Observing that “a long time has passed since we Ethiopians have been acquainted with the Europeans,” Gabra Heywot nonetheless added: ” We have not learnt anything (from them) up to now. It is not improbable therefore that our Government may be destroyed.” His appeal was therefore for innovation: ” When, O people of Ethiopia, when will you wake up from your sleep? When will you open your eyes and see what things are being done in the world.”
The Succession Problem
Menilek’s last innovation was the appointment of a successor. By then largely incapacitated by several strokes, he took the decisive step of designating a successor in May 1909. In an innovative proclamation he reminded his subjects of the political difficulties which had followed the deaths of his predecessors Tewodros and Yohannes, and announced that his twelve-year-old grandson Lej Iyasu, the son of his daughter Shawaragga by Ras Mika’el, the Oromo and former Muslim ruler of Wallo, was his chosen heir.

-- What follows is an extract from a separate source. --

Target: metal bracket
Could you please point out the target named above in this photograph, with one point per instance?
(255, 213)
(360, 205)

Child of the Twentieth Century
Iyasu, a child of the twentieth century, was, in a sense, an innovative figure, and one who took for granted many of the innovations, which Menilek had achieved only with difficulty.
Extending the secularist attitude of his grandfather, Menilek, who had permitted the practice of smoking, hitherto banned by the Church, he tried to treat followers of the two country’s two main religions, Christianity and Islam, on a more or less equal footing. This was doubtless easier for him than for many members of the royal family, in that Wallo, his father’s homeland, was a province in which members of a single family often included members of both faiths. He was at the same time strongly opposed, like Emperor Yohannes before him, to foreign missionaries.
Iyasu actively attempted to accommodate both faiths. As a Christian, he attended Church services, founded the church of Madhane Alam at Qachane, in Addis Ababa, and inaugurated that of St George, also in the capital. On the other hand he also built a mosque, at Harar, and toured the Muslim provinces, where he consorted with Muslim chiefs, and too often, critics complained, with their nubile daughters.
These travels, though in the tradition of Ethiopia’s old rulers, weakened his already tenuous position by taking him away from the capital, which had by then, due to the coming of the telegraph and telephone, become the country’s real centre of political power. His visits to the Muslim periphery also displeased the country’s Christian establishment. The nobles of Shawa did not take kindly to the young man’s attitude and policies. They were particularly incensed when the prince, declaring that he could not become Emperor while his father Mika’el was only a Ras, promoted the latter to the title of Negus, or King, of Wallo and Tegray. This was resented in that it gave him precedence over all Menilek’s former courtiers, many of whom had previously regarded him, an Oromo and a convert from Islam, as their political and social inferior.
Reforming Policies
Notwithstanding growing opposition from both the Shawan nobility, and from the Church, Iyasu and his counselors continued Menilek’s reforming policies. They attempted to improve the system of land ownership and taxation, established a system of government auditing, abolished the traditional system by which plaintiffs and defenders were chained together, banned the traditional institution of lebeshay, or magical thief-catchers, and set up Addis Ababa’s first police force.